How long is the blade? Is it the matt finish we usually see?
01-05-2016 08:51 PM
All matte finish and never been touched, in regards to the 29 1/2" blade. One of the shorter examples that you will encounter.
I've had many early nickel SS degens, but only one, where the scabbard fittings were nickel, to match the hilt. This combination was very short lived, and probably 90 days on the outside. In all likelihood, the all nickel 1st pattern, was only found in the introductory M36 examples. You just don't see them.
Well it's a beautiful example anyway JR.
The early degen I have (the one you know) has solid nickel scabbard fittings. I was quite lucky to be the man to re-home that by the sounds of things.
It's nice to see your sword has a straight scabbard. Quite an issue finding isnt it? - most seem to have dings, or 'door squashes' of some kind.

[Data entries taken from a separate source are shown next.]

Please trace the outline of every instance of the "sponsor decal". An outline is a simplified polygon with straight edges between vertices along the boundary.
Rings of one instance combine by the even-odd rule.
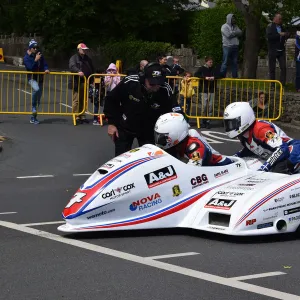
[[[207,228],[213,229],[213,230],[225,230],[225,228],[222,228],[222,227],[215,227],[215,226],[207,226]]]
[[[122,160],[121,159],[116,159],[116,158],[113,158],[110,160],[111,162],[117,162],[117,163],[121,163]]]
[[[180,190],[179,184],[174,185],[172,187],[172,191],[173,191],[173,197],[178,197],[180,194],[182,194],[182,191]]]
[[[140,151],[140,149],[139,148],[135,148],[135,149],[130,150],[129,153],[134,153],[134,152],[138,152],[138,151]]]
[[[300,193],[290,195],[290,199],[300,197]]]
[[[229,171],[228,171],[228,169],[226,169],[224,171],[216,173],[214,176],[215,176],[215,178],[219,178],[221,176],[227,175],[228,173],[229,173]]]
[[[129,157],[131,157],[131,155],[127,154],[127,153],[123,153],[123,154],[120,154],[118,157],[129,158]]]
[[[114,167],[114,165],[113,164],[109,164],[109,163],[104,164],[104,165],[101,166],[101,168],[104,168],[104,169],[111,169],[113,167]]]
[[[287,203],[287,204],[283,204],[283,205],[279,205],[279,206],[266,208],[266,209],[264,209],[264,212],[269,211],[269,210],[275,210],[275,209],[279,209],[279,208],[284,208],[284,207],[288,207],[288,206],[297,205],[299,203],[300,203],[300,201],[297,201],[297,202],[291,202],[291,203]]]
[[[131,211],[136,211],[138,210],[144,210],[147,208],[150,208],[152,206],[158,205],[162,203],[162,200],[160,198],[160,195],[158,193],[153,194],[151,196],[142,198],[138,201],[134,201],[130,204],[129,209]]]
[[[160,184],[164,184],[177,178],[177,174],[173,166],[167,166],[159,170],[144,175],[148,187],[151,189]]]
[[[246,220],[246,226],[253,225],[254,223],[256,223],[256,219]]]
[[[110,214],[112,212],[116,211],[115,209],[111,209],[111,210],[104,210],[104,211],[101,211],[100,213],[98,214],[95,214],[95,215],[92,215],[90,217],[87,217],[88,220],[90,219],[95,219],[95,218],[98,218],[98,217],[101,217],[101,216],[104,216],[104,215],[107,215],[107,214]]]
[[[193,186],[192,189],[198,187],[198,186],[201,186],[203,184],[206,184],[208,183],[208,178],[206,176],[206,174],[202,174],[202,175],[199,175],[195,178],[192,178],[191,179],[191,185]]]
[[[239,192],[225,192],[225,191],[219,191],[217,193],[218,195],[222,195],[222,196],[229,196],[229,197],[237,197],[237,196],[243,196],[245,195],[245,193],[239,193]]]
[[[284,211],[284,215],[290,215],[290,214],[295,214],[297,212],[300,212],[300,207],[295,207],[295,208],[291,208],[291,209],[287,209]]]
[[[155,152],[148,152],[149,156],[159,156],[159,155],[164,155],[164,152],[162,150],[158,150]]]
[[[270,130],[266,132],[266,138],[268,140],[272,140],[274,137],[275,137],[275,132],[272,132]]]
[[[236,200],[213,198],[204,207],[229,210],[235,202]]]
[[[274,220],[275,218],[278,217],[278,212],[276,212],[273,216],[271,217],[267,217],[267,218],[263,218],[264,221],[268,221],[268,220]]]
[[[134,189],[134,183],[124,185],[123,187],[119,187],[116,189],[112,189],[110,192],[106,192],[102,194],[103,199],[109,198],[110,200],[120,198],[126,194],[129,194],[132,189]]]
[[[300,220],[300,215],[295,217],[289,217],[289,223],[293,223]]]
[[[283,199],[284,199],[284,197],[280,197],[280,198],[275,198],[274,199],[274,202],[281,202],[281,201],[283,201]]]
[[[229,186],[229,187],[227,187],[227,189],[229,189],[229,190],[243,190],[243,191],[253,191],[254,190],[254,188],[253,187],[249,187],[249,186],[240,186],[240,185],[238,185],[238,186]]]
[[[66,208],[70,208],[72,205],[74,205],[75,203],[80,203],[82,202],[82,198],[86,196],[86,193],[82,193],[82,192],[77,192],[76,194],[74,194],[73,198],[70,200],[70,202],[67,204]]]
[[[268,228],[268,227],[273,227],[273,225],[274,225],[273,222],[258,224],[257,229],[264,229],[264,228]]]

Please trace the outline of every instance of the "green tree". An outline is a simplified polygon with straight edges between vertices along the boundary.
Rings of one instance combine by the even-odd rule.
[[[217,0],[218,5],[230,5],[229,0]],[[236,9],[242,14],[246,24],[243,73],[246,78],[256,78],[258,54],[261,48],[260,23],[264,19],[263,12],[270,18],[281,11],[286,25],[290,25],[295,16],[299,16],[300,1],[295,0],[232,0]],[[264,32],[265,37],[265,32]]]
[[[26,15],[31,31],[44,38],[49,50],[74,47],[83,39],[92,44],[137,38],[153,26],[176,20],[188,0],[28,0]],[[146,38],[145,38],[146,39]]]

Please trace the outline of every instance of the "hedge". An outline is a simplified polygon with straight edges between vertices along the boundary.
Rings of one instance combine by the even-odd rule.
[[[154,61],[160,53],[171,53],[174,47],[169,43],[130,39],[106,43],[100,49],[106,64],[120,59],[126,69],[136,66],[142,59]]]

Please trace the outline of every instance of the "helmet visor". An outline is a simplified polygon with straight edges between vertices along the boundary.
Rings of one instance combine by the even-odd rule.
[[[169,144],[169,134],[154,131],[154,141],[156,146],[160,148],[168,148],[167,145]]]
[[[225,119],[224,120],[225,131],[239,130],[241,127],[241,117],[235,119]]]

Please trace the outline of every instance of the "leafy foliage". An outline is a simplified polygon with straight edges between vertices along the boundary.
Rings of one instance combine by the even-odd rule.
[[[236,15],[237,24],[241,30],[244,30],[245,25],[242,16],[233,5],[195,13],[190,41],[199,57],[212,56],[216,63],[222,61],[221,27],[226,22],[226,16],[229,13]],[[241,51],[243,50],[241,49]]]
[[[101,50],[106,64],[120,59],[128,68],[136,66],[142,59],[155,60],[159,53],[168,53],[173,47],[169,43],[128,39],[107,43]]]

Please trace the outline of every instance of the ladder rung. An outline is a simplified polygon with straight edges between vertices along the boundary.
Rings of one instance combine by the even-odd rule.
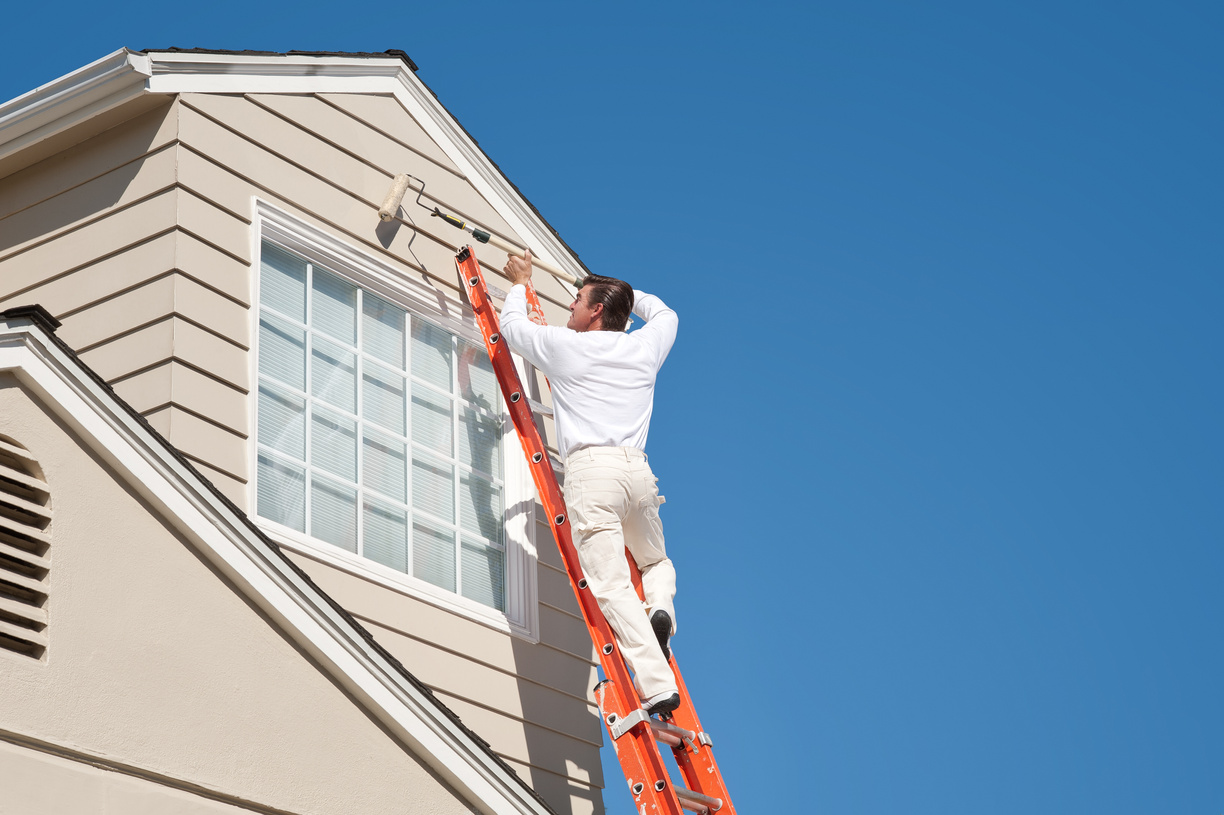
[[[681,806],[694,813],[717,813],[722,809],[721,798],[703,795],[701,793],[695,793],[692,789],[684,789],[684,787],[676,788],[676,797],[679,798]]]
[[[552,408],[541,404],[530,396],[528,398],[528,406],[531,408],[532,414],[539,414],[540,416],[552,416]]]

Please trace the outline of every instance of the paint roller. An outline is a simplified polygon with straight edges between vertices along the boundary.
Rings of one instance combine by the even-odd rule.
[[[399,213],[399,204],[404,201],[404,195],[408,192],[408,182],[411,177],[412,176],[405,173],[401,173],[395,176],[395,180],[390,185],[390,190],[387,192],[387,197],[383,198],[382,207],[378,208],[378,218],[381,218],[384,221],[399,220],[400,223],[408,224],[408,221],[400,218],[397,213]],[[425,191],[424,185],[421,191],[422,192]],[[421,197],[417,196],[416,198],[417,203],[420,203]],[[421,206],[425,207],[426,209],[430,209],[430,207],[426,207],[425,204]],[[448,215],[437,207],[433,207],[430,214],[433,215],[435,218],[441,218],[442,220],[447,221],[448,224],[450,224],[457,229],[461,229],[463,231],[471,234],[471,236],[475,237],[481,244],[488,244],[490,246],[496,246],[499,250],[503,250],[510,255],[518,255],[520,257],[525,252],[525,250],[523,250],[521,247],[515,246],[509,241],[504,241],[497,235],[493,235],[483,229],[480,229],[474,224],[469,224],[465,220],[455,218],[454,215]],[[411,226],[411,224],[408,225]],[[578,278],[575,278],[573,274],[563,269],[558,269],[551,263],[541,261],[534,253],[531,256],[531,266],[543,272],[547,272],[558,280],[564,280],[570,285],[578,285]]]

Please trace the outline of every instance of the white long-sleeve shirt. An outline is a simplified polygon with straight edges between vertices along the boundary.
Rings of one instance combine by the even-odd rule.
[[[502,306],[502,337],[552,384],[557,444],[564,459],[586,447],[646,449],[655,377],[676,341],[679,318],[655,295],[634,290],[632,332],[575,332],[528,318],[526,289]]]

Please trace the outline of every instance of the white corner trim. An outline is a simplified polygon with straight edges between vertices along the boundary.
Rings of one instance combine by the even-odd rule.
[[[0,158],[144,93],[151,60],[121,48],[0,105]]]
[[[0,322],[0,372],[17,377],[202,556],[277,620],[371,715],[488,815],[547,815],[523,783],[437,702],[372,650],[306,580],[253,535],[114,396],[28,319]]]

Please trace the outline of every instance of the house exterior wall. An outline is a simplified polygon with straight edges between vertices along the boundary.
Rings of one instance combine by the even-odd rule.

I often think that's why you see so many sword scabbards resprayed, most likely hiding filler underneath!
Ps. Nice knot by the way, rarity on its own!
The scabbards hung out like a kangaroo's tail. They fell down in corners, had items piled on them, were difficult to store, and generally were banged around, war time and after. As you mention, very seldom are they found without some type of ding, dent, dog leg, or crease. And more times than not, have had a spot or 2 touched up on them. This one is very straight, with all but a couple scuffs, to the original enamel.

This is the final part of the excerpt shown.